I didn't mean "lesser demoralization/effort," but demoralization/lesser effort.
4:31 PM Jan 1st
 
MarisFan61
Thanks for this! -- a thing I've often wondered, in relation especially to evaluations of Yankee players.

A couple of things:

-- About the below post, while it's not true that Ford 'never' pitched against the Browns or A's (I assumed it to be not true but just checked to make sure), for sure he was used disproportionately against whichever teams were the main contenders in a given year.
(I looked at this in detail a few years ago and posted the results on Reader Posts. The way I looked at it was by looking at each year individually and seeing which teams were in fact the main contenders; I didn't do a blanket thing by figuring "Boston and Cleveland" or any such.

-- About the subject of the article: I offer the thought that there is indeed such an effect but that any 'overall' kind of study would show no effect or a greatly-minimizing result, because of sort of a "bi-modal" thing.

I feel no doubt that the effect Bill talks about does exist.
I also feel little doubt that there's also an opposite effect that would work against any capability to detect the first effect by looking at stuff in an overall way.

The "opposite" effect would be, bad teams often playing below their usual level when playing against very good teams, due to lesser demoralization/effort ("what chance do we have anyway...") and possibly also things related to what Bill says about holding back the better starting pitchers for games that are felt to be more winnable.

BTW, an additional thing along those lines that might be included, which is sort of within the "lesser effort/demoralization" thing but which I would see as additional, is doing worse against the top teams due to something like feeling intimidated, like how in the movie Damn Yankees, probably the play also, one of the Washington players talks anxiously about how against the Yanks he "chokes up," in the sense of what I'm saying here, not choking up on the bat. I know that that's fiction, but surely it came from some concept of a human phenomenon that does exist, although I'm not assuming it much exists for major leaguers.


4:29 PM Jan 1st
 
trn6229
Happy New Year, Bill!

Thank you for all your interesting posts. I have a few Ballpark Baseball seasons. My game of choice is Strat-O-Matic Baseball.

I know that when Casey Stengel managed the Yankees, Whitey Ford never won 20 games. He pitched Ford lots of times against the Indians, White Sox and other teams that were competitive. I think Ford never pitched against the Browns and Athletics. Other pitchers such as Don Larsen would start against the Browns and Athletics. I think it is called leveraging.
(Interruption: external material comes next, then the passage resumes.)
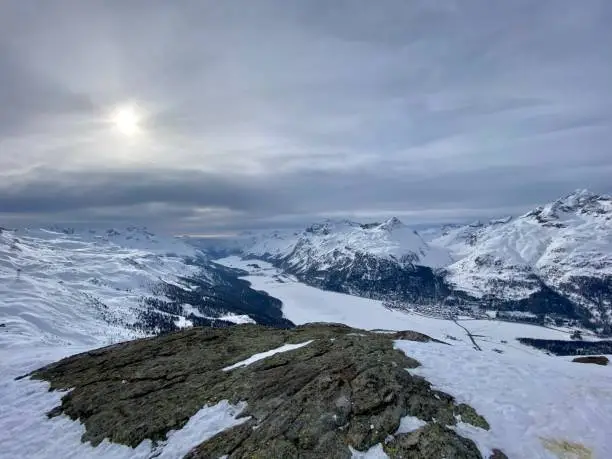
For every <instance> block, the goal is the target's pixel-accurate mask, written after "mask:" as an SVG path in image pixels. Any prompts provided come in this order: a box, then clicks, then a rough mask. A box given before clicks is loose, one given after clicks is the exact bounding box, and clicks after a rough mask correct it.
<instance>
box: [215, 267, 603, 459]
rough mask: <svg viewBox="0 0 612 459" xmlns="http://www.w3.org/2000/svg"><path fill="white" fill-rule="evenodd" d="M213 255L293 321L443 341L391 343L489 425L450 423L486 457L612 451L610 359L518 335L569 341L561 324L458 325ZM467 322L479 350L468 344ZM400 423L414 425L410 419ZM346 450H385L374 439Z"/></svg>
mask: <svg viewBox="0 0 612 459" xmlns="http://www.w3.org/2000/svg"><path fill="white" fill-rule="evenodd" d="M218 262H219V263H223V264H226V265H228V266H233V267H237V268H241V269H244V270H247V271H249V272H250V275H249V276H248V277H246V279H247V280H248V281H249V282H251V283H252V284H253V287H254V288H256V289H261V290H264V291H267V292H268V293H270V294H271V295H273V296H275V297H277V298H279V299H281V300H282V301H283V312H284V313H285V315H286V317H287V318H289V319H291V320H292V321H294V322H295V323H296V324H301V323H306V322H312V321H327V322H341V323H345V324H348V325H351V326H353V327H358V328H364V329H387V330H402V329H410V330H415V331H418V332H422V333H425V334H428V335H429V336H432V337H434V338H437V339H440V340H443V341H445V342H446V343H448V344H436V343H418V342H414V341H397V342H396V347H397V348H398V349H400V350H401V351H403V352H405V353H406V355H408V356H409V357H413V358H416V359H417V360H418V361H419V362H421V364H422V366H420V367H418V368H417V369H415V370H410V371H411V372H414V373H416V374H419V375H422V376H424V377H425V378H426V379H427V380H429V381H431V382H432V383H433V384H434V386H435V387H437V388H439V389H441V390H443V391H445V392H447V393H450V394H452V395H453V396H455V397H456V398H457V399H458V400H459V401H460V402H464V403H467V404H469V405H471V406H473V407H474V408H476V410H477V411H478V412H479V413H481V414H482V415H483V416H484V417H485V418H486V419H487V420H488V421H489V423H490V424H491V430H489V431H485V430H482V429H478V428H474V427H472V426H470V425H468V424H465V423H459V425H458V427H457V431H458V432H459V434H460V435H463V436H466V437H468V438H471V439H473V440H474V441H475V442H476V444H477V445H478V446H479V448H480V450H481V452H482V455H483V457H490V454H491V448H492V447H498V448H501V449H502V450H503V451H504V453H506V454H507V456H508V457H509V458H511V459H513V458H517V459H519V458H534V459H538V458H541V459H549V458H555V457H592V458H594V459H598V458H601V459H606V458H608V457H612V437H610V435H609V434H608V432H610V431H612V416H610V412H611V410H612V391H611V390H610V388H611V387H612V366H607V367H600V366H597V365H583V364H577V363H573V362H571V361H569V360H570V359H568V358H567V357H555V356H551V355H547V354H545V353H544V352H542V351H539V350H536V349H533V348H530V347H527V346H524V345H522V344H521V343H520V342H519V341H517V338H519V337H533V338H536V337H537V338H541V339H551V340H555V339H556V340H567V339H569V336H570V333H569V331H568V330H563V329H558V330H556V329H551V328H544V327H539V326H534V325H528V324H521V323H508V322H500V321H495V320H459V321H458V323H455V322H453V321H450V320H441V319H435V318H431V317H424V316H421V315H419V314H414V313H402V312H399V311H396V310H390V309H387V308H385V307H384V306H383V304H382V303H381V302H380V301H376V300H370V299H366V298H359V297H355V296H350V295H343V294H340V293H336V292H329V291H323V290H320V289H317V288H314V287H310V286H307V285H304V284H302V283H300V282H298V281H297V280H296V279H295V278H294V277H292V276H288V275H286V274H284V273H283V272H282V271H281V270H279V269H278V268H274V267H273V266H272V265H270V264H268V263H265V262H260V261H255V260H242V259H240V258H238V257H227V258H224V259H222V260H218ZM255 265H257V266H258V267H256V266H255ZM462 327H465V329H464V328H462ZM466 329H467V330H469V331H470V332H471V333H472V334H473V335H474V338H475V340H476V341H477V343H478V345H479V346H480V348H481V349H482V351H478V350H476V349H475V348H474V347H473V345H472V343H471V340H470V339H469V337H468V336H467V335H466V331H465V330H466ZM449 344H450V345H449ZM407 421H410V424H414V425H415V426H418V425H420V423H419V421H420V420H418V419H415V418H413V419H409V420H407ZM421 422H422V421H421ZM564 442H565V443H564ZM563 445H569V446H571V447H573V448H575V449H576V451H579V452H582V453H584V454H585V455H584V456H578V455H575V456H572V455H567V456H563V455H561V456H558V455H557V454H555V448H560V447H562V446H563ZM556 451H557V453H558V452H559V450H558V449H557V450H556ZM559 454H560V453H559ZM353 457H354V458H357V457H360V458H370V459H372V458H376V459H381V458H385V457H387V456H386V455H384V453H383V452H382V448H380V447H379V446H375V447H373V448H372V449H371V450H370V451H368V452H367V453H356V454H354V456H353Z"/></svg>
I think there might be something to a player playing for one team for several years, then getting traded, he may try harder against the team that traded him away. As a Red Sox fan, I know that in 1978 Mike Torrez disrespected the Seattle Mariners who were in their 2nd year. In his first start against them on June 10, he pitched well, eights innings, 4 hits, 1 run unearned, he got the win. On August 23, he gave up four runs in the 6th inning and was pulled from the game. He earned the loss. On August 28 at Fenway, he got shelled 2.2 innings, 6 hits, 4 runs. The Red Sox bailed him out, they won the game 10-9. All opponents should be treated with respect.

Happy New Year,
your friend Tom Nahigian
3:41 PM Jan 1st
 
Zeth
It makes sense--it may be one of the many factors that contribute to the Plexiglas Principle, the force that pulls all teams toward .500. I wonder if it can be effectively studied. Is a star player likelier to be given a day off against the Pirates than against the Dodgers? I would bet that he is, but the data would be fascinating to see, were someone to take the time to compile it.